Epps was particularly proud of the oxtail Milanese crepinette with curry-spiced Carolina rice grits and bone marrow gremolata he created for the competition’s finale. “I think it summed up who I am and what I was out there to do,” says Epps. “And for the judges to really like it and give great feedback on it was fantastic. It was the cherry on top.”
Fred Tiess, a master instructor at Johnson & Wales who taught Epps in his Classical French Cuisine class, was struck by the high level of culinary mastery Epps maintained throughout the competition and the way he stayed true to his passion for Afro-Caribbean cuisine. “He consistently delivered on every level,” says Tiess. “From bold flavors to flawless execution, his dishes told powerful stories rooted in Afro-Caribbean heritage, Southern tradition and global technique.”
Epps, whose win brings with it a grand prize of $250,000, national media coverage and a spotlight at the James Beard House, is the first Black chef to win "Top Chef" in 15 years.
With Trinidadian roots and a childhood spent traveling the world with his active military mother, Epps has cooked all over the US and on several continents.

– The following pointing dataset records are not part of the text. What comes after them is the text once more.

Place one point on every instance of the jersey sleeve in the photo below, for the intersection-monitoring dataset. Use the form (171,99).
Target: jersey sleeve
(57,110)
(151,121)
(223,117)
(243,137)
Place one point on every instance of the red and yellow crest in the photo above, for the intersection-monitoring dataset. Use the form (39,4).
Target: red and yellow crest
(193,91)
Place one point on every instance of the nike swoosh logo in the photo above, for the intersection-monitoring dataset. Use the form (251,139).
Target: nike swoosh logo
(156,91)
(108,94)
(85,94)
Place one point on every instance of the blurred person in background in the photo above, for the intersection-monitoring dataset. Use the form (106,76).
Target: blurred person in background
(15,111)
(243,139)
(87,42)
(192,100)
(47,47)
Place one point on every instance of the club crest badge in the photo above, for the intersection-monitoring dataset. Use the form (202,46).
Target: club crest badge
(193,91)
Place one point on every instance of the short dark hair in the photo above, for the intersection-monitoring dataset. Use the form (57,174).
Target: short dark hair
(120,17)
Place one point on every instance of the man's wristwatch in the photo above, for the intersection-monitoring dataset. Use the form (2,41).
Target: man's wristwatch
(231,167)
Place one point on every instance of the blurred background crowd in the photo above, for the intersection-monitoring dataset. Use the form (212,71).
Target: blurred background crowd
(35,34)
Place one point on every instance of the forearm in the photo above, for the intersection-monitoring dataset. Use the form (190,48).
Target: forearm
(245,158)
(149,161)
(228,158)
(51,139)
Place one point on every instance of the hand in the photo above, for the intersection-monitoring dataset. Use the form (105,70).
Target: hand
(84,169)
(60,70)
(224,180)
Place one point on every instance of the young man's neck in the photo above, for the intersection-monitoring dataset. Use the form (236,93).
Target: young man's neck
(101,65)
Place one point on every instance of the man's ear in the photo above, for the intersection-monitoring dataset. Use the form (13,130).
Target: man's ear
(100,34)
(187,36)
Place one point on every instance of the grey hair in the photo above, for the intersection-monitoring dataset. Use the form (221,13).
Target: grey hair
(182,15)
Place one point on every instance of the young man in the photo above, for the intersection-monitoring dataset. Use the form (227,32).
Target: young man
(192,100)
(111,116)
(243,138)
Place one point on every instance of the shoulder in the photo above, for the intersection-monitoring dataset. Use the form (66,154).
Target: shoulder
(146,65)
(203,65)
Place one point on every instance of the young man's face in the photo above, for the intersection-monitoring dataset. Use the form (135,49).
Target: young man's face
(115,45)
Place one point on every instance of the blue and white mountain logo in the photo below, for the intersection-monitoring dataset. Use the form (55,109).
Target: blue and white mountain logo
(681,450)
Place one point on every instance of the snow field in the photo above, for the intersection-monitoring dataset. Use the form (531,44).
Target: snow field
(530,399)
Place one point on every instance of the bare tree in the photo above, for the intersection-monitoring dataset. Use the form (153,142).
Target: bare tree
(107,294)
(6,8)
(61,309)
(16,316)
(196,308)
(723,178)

After completing his bachelor’s degree in Culinary Arts and Food & Beverage Industry Management at Johnson & Wales, he embarked on the famously rigorous Greenbrier Culinary Apprenticeship Program at West Virginia’s National Historic Landmark hotel.
In 2014, while competing on ABC’s The Taste cooking show, Epps met celebrity chef Marcus Samuelsson who invited him to work at his acclaimed Red Rooster restaurant in Harlem as well as on projects in London, Sweden, Bermuda, the Bahamas and Miami. While running the culinary program at South Beach’s Eden Roc Hotel, Epps earned a James Beard Semi-Finalist nomination for Best Chef South in 2024.
Epps credits his time at Johnson & Wales with developing his sense of professionalism and lifelong habits of hard work. He fondly remembers classes with Sajudin Abdullah, his baking and pastry teacher, as well as Fred Tiess and Karl Stybe, a beloved professor on the Charlotte Campus who passed away in 2019. “He was always so excited when students got something right,” Epps says of Stybe, “just an amazing professor.” For aspiring JWU chefs, Epps’s advice is to “put the work in” and take the initiative to ask a professor if they don’t understand something or want to learn more. “I’ve never had a JWU professor say no to teaching me something, even if wasn’t on the curriculum.”
Now based in Houston, Epps has plans to open Buboy, a fine-dining Afro-Caribbean tasting menu restaurant. Winning "Top Chef," he says, has given him confidence and validation as well as a platform to share his overarching message: “Celebrate your story. Every story counts, whether you grew up in the Midwest eating tuna noodle casserole or you’re from South Sudan. Every story is worth celebrating.”